Prieto, who recalled being scrawny in his youth, also got involved with working out in his pre-politics days, eventually reaching the point where he competed in – and won – bodybuilding competitions.
He even won the “Mr. New Jersey” title about 20 years ago, he said, still proud.
While Prieto was adept at plumbing and code technology – not to mention deadlifts and barbell lunges — Rodriguez saw a potential for something else in his business partner and brother-in-law.
“Everyone always went to Vincent, always looked for him when they had questions or problems,” said Rodriguez, who continues to work in plumbing supplies.
“They didn’t bother with me,” he said, laughing. “Vincent got along with people so well, he’s smart, he knows how to help people. I told him ‘You’re a natural for politics.’ He was born to be in politics.”
Prieto credits Rodriguez for planting the seed in his mind of pursuing a political career. He discussed it with his wife, Marlene, his high school sweetheart, who gave him her support.
Some of his pet issues are consumer protection, small businesses, and improving trade and vocational training and learning institutions.
“We spend hundreds of thousands of dollars in grades K through 12 preparing kids to go to college,” he said. "But college is not for everyone," he added.
He tells kids in his talks at schools that although they might not go to college, they can excel at a trade, and even be Assembly Speaker someday.
“I reinvented myself,” he said. “I want kids to know that there are many opportunities, and they can succeed.

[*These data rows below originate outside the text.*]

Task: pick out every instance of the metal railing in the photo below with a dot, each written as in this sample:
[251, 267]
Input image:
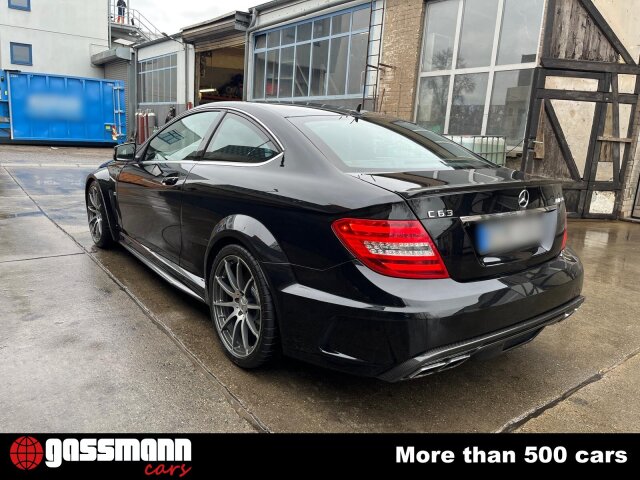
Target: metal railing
[133, 18]
[491, 147]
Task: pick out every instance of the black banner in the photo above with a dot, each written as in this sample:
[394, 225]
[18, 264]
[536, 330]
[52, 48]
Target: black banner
[204, 455]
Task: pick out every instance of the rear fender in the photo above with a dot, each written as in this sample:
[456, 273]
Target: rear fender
[254, 236]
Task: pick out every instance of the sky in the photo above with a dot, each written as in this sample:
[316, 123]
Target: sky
[170, 16]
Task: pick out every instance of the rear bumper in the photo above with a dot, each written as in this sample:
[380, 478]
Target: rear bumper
[450, 356]
[352, 319]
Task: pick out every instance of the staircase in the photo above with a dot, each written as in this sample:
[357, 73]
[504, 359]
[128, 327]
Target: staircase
[133, 26]
[373, 65]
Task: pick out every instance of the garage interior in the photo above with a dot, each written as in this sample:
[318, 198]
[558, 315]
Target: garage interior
[219, 45]
[221, 74]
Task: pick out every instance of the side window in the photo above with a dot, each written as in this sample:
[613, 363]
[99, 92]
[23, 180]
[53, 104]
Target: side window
[180, 141]
[239, 140]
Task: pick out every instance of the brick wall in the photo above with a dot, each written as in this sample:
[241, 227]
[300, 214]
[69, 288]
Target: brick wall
[402, 37]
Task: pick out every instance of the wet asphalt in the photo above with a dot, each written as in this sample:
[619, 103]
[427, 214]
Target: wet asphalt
[91, 340]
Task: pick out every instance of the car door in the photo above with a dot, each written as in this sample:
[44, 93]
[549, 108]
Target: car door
[223, 182]
[149, 189]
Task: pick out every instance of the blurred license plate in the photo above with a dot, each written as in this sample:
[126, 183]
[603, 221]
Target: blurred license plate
[498, 236]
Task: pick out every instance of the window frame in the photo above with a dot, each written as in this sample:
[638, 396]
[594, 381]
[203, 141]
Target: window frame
[350, 33]
[11, 55]
[257, 124]
[19, 7]
[452, 72]
[142, 156]
[154, 74]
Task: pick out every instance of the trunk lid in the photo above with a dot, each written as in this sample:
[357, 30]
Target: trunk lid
[464, 209]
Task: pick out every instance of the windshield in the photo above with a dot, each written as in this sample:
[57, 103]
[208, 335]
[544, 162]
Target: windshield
[372, 144]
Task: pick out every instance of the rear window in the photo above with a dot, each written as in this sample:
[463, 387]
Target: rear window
[372, 144]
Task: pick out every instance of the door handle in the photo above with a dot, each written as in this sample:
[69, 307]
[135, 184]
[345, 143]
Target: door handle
[170, 180]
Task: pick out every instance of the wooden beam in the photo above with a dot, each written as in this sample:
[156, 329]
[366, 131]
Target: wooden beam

Your work ethic has to be priority Number One.”
Many people, he said, react with surprise when they hear about his blue-collar vocational background.
“They’re surprised that I’m not a lawyer,” he said. “Everybody in the legislature should not be a lawyer. You need to have the perspective of many different people. I’ve had a business. I grew up in a tenement, in a basement apartment. You need people in the state government with different experiences.”
“I’m living the American Dream,” he said. “But I’m a work in progress.”